Image copyright © by Marcus Trahan

The Chronicles of Narnia: The Lion, the Witch and the Wardrobe

(2005)

Somehow I had been under the impression that this hadn’t been a big hit. Turns out I was wrong. It made almost ¾ of a billion dollars, worldwide. Naturally there was a sequel, and a third is on the way. I never read the books, so I watched with no preconceptions. (I think I recall some sort of hoo-hah over religion, but I ignored it, and I didn’t see anything particularly religious about the film, though I know C.S. Lewis was a committed Christian. Whatever.) All I care about is if it’s a good story, and well made. And it is … and yet it’s lacking something. I say that, yet I can’t quite put my finger on what it is. It just seems to be missing some of the sense of wonder. Could it be that I’ve become jaded to talking animals that look absolutely realistic?

This series was touted as the possible next Lord of the Rings, but it sure doesn’t have that sense of dark menace. It’s all rather pleasant, actually. And it is a bit slow … another criticism I hesitate to make, because lord knows most films these days are anything but slow, and I’ve complained about that often enough. But it takes quite a time to get to anything like real action. And then, of course, when it comes, it’s almost too much. And again, wonderfully rendered, as if it were actually happening, when you know that 90% of what you’re seeing wasn’t there when they did the principle photography.
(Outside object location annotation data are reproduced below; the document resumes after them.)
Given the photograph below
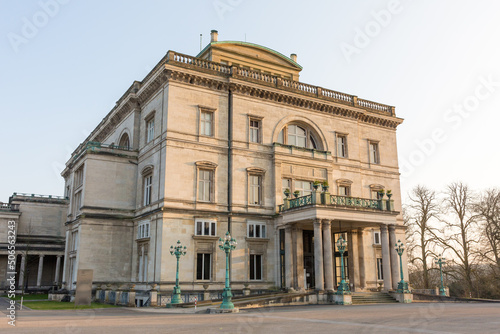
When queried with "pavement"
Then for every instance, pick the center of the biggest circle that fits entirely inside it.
(434, 318)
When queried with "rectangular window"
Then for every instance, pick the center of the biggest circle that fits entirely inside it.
(344, 190)
(342, 146)
(207, 227)
(148, 188)
(78, 177)
(150, 129)
(206, 126)
(255, 190)
(304, 188)
(256, 230)
(78, 201)
(380, 269)
(255, 266)
(254, 131)
(143, 230)
(374, 153)
(203, 266)
(205, 185)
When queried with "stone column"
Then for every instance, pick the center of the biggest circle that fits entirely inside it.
(40, 270)
(386, 257)
(318, 256)
(22, 269)
(58, 265)
(394, 257)
(352, 246)
(298, 252)
(328, 255)
(361, 250)
(288, 257)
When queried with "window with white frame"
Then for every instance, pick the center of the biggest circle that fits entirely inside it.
(206, 227)
(300, 136)
(303, 187)
(255, 189)
(143, 230)
(341, 146)
(255, 267)
(77, 201)
(254, 131)
(256, 230)
(380, 269)
(150, 129)
(78, 177)
(147, 188)
(203, 266)
(344, 190)
(207, 123)
(374, 153)
(205, 184)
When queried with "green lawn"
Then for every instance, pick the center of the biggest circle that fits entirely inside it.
(55, 305)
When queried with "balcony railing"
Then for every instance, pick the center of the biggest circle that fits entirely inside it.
(324, 198)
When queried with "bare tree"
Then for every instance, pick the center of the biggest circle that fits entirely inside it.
(458, 234)
(488, 211)
(423, 208)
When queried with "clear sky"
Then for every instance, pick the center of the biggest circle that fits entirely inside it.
(64, 64)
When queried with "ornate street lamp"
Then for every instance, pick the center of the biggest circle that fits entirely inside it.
(402, 285)
(441, 260)
(343, 288)
(227, 245)
(177, 251)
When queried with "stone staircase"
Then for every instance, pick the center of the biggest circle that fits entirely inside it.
(360, 298)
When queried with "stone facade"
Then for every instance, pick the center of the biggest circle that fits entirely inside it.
(37, 221)
(207, 144)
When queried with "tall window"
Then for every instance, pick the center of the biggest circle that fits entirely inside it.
(78, 177)
(254, 131)
(299, 136)
(205, 185)
(203, 266)
(342, 146)
(255, 194)
(125, 142)
(255, 267)
(150, 129)
(304, 187)
(380, 269)
(344, 190)
(207, 118)
(148, 188)
(143, 230)
(256, 230)
(374, 153)
(206, 227)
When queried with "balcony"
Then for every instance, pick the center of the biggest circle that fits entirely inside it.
(324, 198)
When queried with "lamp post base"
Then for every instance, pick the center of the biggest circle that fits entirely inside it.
(227, 304)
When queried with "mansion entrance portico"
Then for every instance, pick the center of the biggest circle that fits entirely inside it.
(309, 257)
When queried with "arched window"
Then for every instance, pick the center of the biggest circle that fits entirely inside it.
(300, 136)
(124, 141)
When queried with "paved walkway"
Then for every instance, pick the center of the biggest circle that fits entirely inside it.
(432, 318)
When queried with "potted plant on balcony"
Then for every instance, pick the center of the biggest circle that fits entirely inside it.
(325, 185)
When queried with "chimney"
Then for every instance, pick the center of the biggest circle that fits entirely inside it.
(213, 36)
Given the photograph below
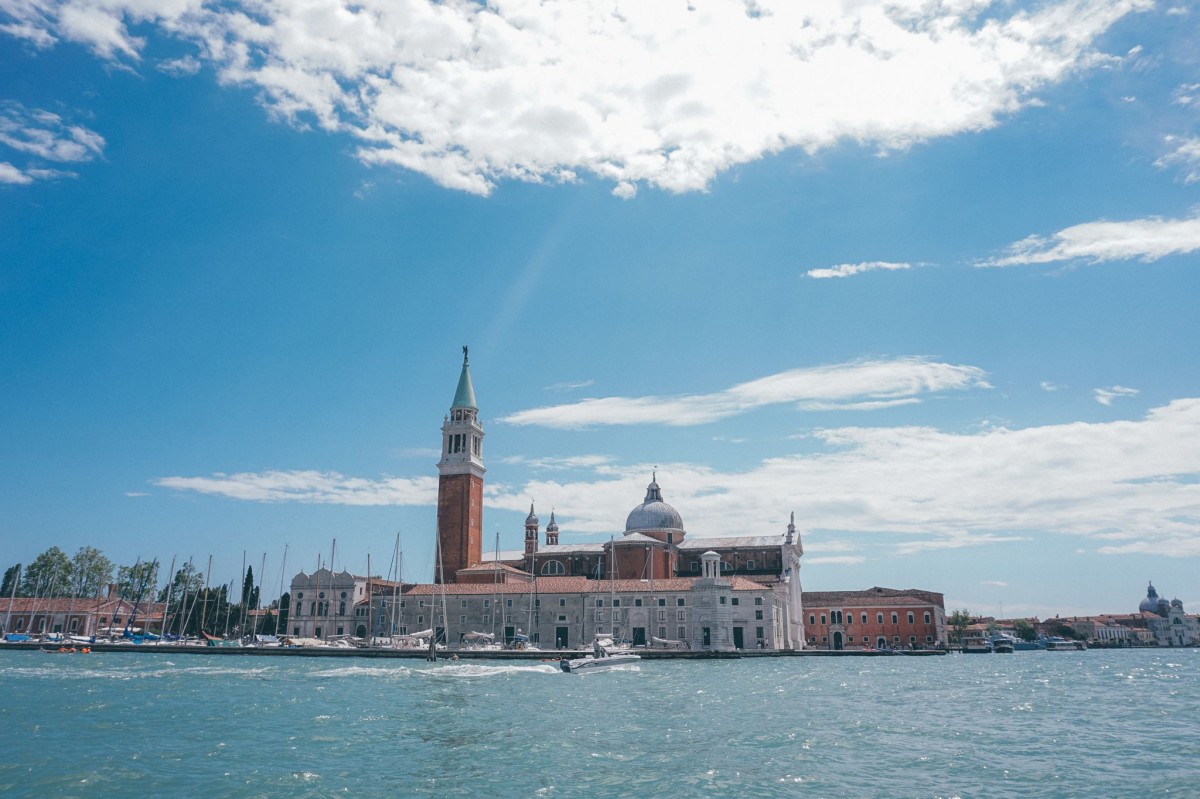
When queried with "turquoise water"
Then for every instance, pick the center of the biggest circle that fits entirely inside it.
(1093, 724)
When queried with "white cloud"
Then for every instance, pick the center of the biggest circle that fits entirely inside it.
(667, 95)
(845, 386)
(183, 66)
(569, 385)
(955, 541)
(1134, 485)
(838, 560)
(315, 487)
(592, 462)
(47, 136)
(1122, 482)
(1095, 242)
(1186, 155)
(1105, 396)
(846, 270)
(11, 174)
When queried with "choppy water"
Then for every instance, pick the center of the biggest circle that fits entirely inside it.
(1095, 724)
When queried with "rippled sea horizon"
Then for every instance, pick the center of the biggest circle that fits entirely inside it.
(1091, 724)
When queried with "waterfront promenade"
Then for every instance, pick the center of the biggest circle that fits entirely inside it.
(462, 654)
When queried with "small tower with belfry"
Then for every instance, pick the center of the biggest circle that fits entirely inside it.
(460, 484)
(531, 532)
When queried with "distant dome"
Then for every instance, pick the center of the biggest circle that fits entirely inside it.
(653, 514)
(1150, 605)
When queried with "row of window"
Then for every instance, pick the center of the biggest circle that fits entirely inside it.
(321, 595)
(835, 617)
(552, 568)
(881, 641)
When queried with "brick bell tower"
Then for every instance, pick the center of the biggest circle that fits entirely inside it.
(460, 484)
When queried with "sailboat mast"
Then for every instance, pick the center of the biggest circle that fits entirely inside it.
(166, 608)
(277, 608)
(12, 598)
(208, 594)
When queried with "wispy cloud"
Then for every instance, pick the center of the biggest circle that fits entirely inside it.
(846, 270)
(1105, 396)
(183, 66)
(315, 487)
(1095, 242)
(592, 462)
(835, 560)
(955, 541)
(569, 386)
(417, 452)
(47, 136)
(42, 136)
(636, 94)
(1133, 485)
(846, 386)
(1120, 482)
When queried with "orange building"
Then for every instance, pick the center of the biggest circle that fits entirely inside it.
(877, 618)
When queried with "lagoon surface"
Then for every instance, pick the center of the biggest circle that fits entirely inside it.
(1092, 724)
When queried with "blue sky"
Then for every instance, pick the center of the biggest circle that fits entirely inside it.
(924, 274)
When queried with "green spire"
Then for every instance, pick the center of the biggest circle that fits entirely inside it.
(465, 397)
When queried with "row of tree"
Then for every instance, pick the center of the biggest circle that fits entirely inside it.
(191, 606)
(87, 574)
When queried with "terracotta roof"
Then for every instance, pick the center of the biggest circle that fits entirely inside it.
(492, 566)
(869, 598)
(732, 542)
(580, 586)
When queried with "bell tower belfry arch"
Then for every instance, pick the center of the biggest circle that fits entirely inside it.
(460, 484)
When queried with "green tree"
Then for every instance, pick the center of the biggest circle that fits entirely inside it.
(249, 590)
(283, 604)
(133, 582)
(187, 581)
(90, 572)
(1025, 630)
(49, 575)
(181, 593)
(11, 581)
(959, 622)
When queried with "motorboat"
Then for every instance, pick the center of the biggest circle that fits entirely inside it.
(600, 660)
(1057, 643)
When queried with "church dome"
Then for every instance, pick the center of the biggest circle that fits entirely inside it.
(1150, 605)
(653, 514)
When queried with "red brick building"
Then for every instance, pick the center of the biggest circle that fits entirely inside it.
(460, 484)
(876, 618)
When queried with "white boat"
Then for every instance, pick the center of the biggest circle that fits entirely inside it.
(600, 660)
(1057, 643)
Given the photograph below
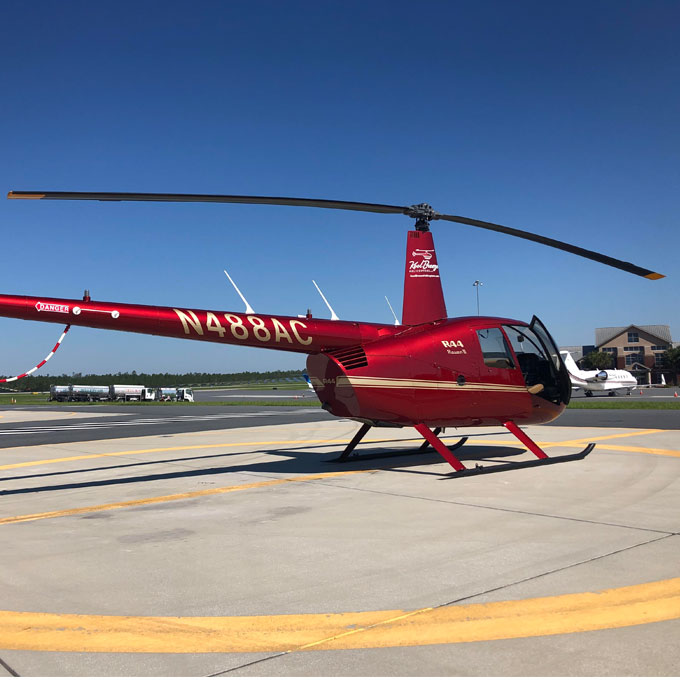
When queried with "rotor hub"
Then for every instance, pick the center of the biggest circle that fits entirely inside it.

A side note: The centaur in the Harry Potter film (I forget which one) was awful, in my opinion. Looked like a jerky toy. The centaurs here are incredible. There are dozens of them, strolling through scene after scene, in the background, or right up front and center and real as you please. I have no small interest in this, of course, because my epic Gaean trilogy features centaurs in starring, speaking roles, and the books are under option, and it’s only recently that it’s been possible to render them believably. I wish the DVD had had more of a behind-the-scenes feature. There is a bloopers reel, and in it you can see the “centaurs” standing around the scenes, and they are people wearing green pajama bottoms. How they plugged the equine lower quarters into those scenes is a mystery to me … but then so is almost everything about CGI. As Stan Freberg said when asked how they stuffed those little almonds into the prunes: They do it. That will have to suffice.